Posted on Jan 22, 2014
Starting this month I am very pleased to announce the beggining of our series of guest blogs by prominent members of our community.
I am honoured to have my friend Rob Wood as our first contributor.
While many of our readers know who Rob Wood is, there is perhaps a younger generation of you who are not as aware of him. Rob came from Yorkshire to Canada in the late sixties. In the early seventies he particpiated in the first ascents of Weepling Wall, Cascade, Takakaw and Bourgueau falls, to name a few, as part of that group of Calgary climbers who invented waterfall ice climbing in the Canadian Rockies. In the Yosemtie Valley, Rob was part of the first non-American ascent of the Nose of El Capitan. Here on Vancouver Island he made the ground breaking first winter ascent of the Grand Central Couloir of Mount Colonel Foster with his friend and fellow climbing legend Doug Scott and American Greg Child. He has a storied history as an outdoor educator and climbing community philosopher and hails from his remote homestead on Maurelle Island here in the northern gulf islands. He is the author of “Toward the Unknown Mountains” a delightful meeting of adventure story and philosophical pondering.
CLIMBING AND THE LOVE OF LIFE
Right from when I first started climbing I experienced a sense of happiness and freedom on the crags and in the mountains and later in deep Canadian wilderness that was way over and above any other aspect of my normal everyday life. The more I experienced this natural high the more convinced I became that climbing manifested, for me at least, an essential ingredient of life that modern society was missing and possibly even precluding.

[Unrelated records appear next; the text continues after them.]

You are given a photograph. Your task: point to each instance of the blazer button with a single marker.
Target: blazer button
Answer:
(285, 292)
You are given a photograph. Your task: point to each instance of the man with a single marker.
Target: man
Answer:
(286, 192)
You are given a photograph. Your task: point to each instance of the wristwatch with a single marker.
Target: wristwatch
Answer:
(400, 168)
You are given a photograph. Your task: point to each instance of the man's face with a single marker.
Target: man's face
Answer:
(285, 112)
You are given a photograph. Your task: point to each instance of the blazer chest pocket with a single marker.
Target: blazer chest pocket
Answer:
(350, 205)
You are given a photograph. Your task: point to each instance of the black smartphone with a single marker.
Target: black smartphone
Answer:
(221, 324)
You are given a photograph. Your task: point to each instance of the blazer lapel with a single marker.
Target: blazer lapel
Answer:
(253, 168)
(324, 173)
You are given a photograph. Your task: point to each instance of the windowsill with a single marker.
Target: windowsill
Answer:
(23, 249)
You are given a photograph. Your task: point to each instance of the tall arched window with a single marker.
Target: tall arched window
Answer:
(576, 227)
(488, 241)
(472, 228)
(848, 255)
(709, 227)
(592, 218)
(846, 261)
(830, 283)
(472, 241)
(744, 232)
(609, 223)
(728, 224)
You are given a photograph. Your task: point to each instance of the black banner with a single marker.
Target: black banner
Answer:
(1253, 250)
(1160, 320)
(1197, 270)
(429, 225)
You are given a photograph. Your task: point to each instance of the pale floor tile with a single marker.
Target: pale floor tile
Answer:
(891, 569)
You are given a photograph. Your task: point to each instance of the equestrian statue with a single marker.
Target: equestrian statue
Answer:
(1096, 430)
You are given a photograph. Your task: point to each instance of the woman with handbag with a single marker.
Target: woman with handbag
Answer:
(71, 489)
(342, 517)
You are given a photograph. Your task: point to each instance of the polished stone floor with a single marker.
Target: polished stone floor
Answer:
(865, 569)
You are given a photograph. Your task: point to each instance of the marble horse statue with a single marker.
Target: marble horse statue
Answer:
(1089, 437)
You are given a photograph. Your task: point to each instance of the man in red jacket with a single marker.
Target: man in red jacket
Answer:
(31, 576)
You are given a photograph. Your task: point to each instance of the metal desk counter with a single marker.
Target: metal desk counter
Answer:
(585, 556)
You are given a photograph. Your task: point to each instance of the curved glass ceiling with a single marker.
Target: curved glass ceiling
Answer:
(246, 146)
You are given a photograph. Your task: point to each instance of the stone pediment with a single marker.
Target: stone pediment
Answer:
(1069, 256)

I spent many hours in steamed up pubs, around smoky campfires, on tent bound storm days and cold dark bivouac ledges, discussing and defending the fascinating and illusive question of what exactly it is about climbing that motivates climbers to risk their lives in such spectacular and dangerous ways. Even though many of us believe passionately that deep inside the rewards outweigh the risks, it seems impossible to explain the reason why to someone who has never done it. In other words the answer is beyond reason, beyond the ken of normality, which probably contributes to the attraction of the mystery.
Now, reflecting on fifty years of knocking about in the mountains, I see a fine line between success with profound satisfaction on the one hand and failure, desperation and even disaster on the other. The difference is determined not so much by quantifiable factors such as good planning, hard skills or even by good or bad luck so much as by state of mind, awareness and perceptions. Things go well when we are positive, focused and in tune with our surroundings and each other; when we are in the moment and in the Zone. Conversely things go badly when we are not paying complete attention and or not getting along with each other; when our minds are distracted and our spirits fragmented and scattered.
I had my fair share of fame and glory but after witnessing close friends getting killed and a few near death experiences myself I came to recognize the lethal impediments of excessive ego gratification and competition. They occupy our minds with deeply engrained and often habitual, culturally conditioned impressions of reality which prevent honest engagement with the actuality of the here and now. If deliberately putting one’s life in danger just to impress other people were really what climbing is about, as might well be assumed by people who don’t do it, it would indeed be a mug’s game of questionable sanity.
To me the more profound, inestimable rewards of climbing occur when we break through the fearful, conditioned constraints of ego and conventional perception of being separate individual entities and engage ourselves with the dynamic flow of the powerful energy fields of the natural environment. Then, not only is our physical performance guided and enhanced but also our fear and anxiety is released, replaced by a secure and euphoric sense of love and unity with something much larger than our selves. While effectively reducing the risk of losing life, momentary as these transcendental experiences may be, they easily justify what remains of it by creating the freedom to be more fully conscious of the joy, unity and wonder of being alive.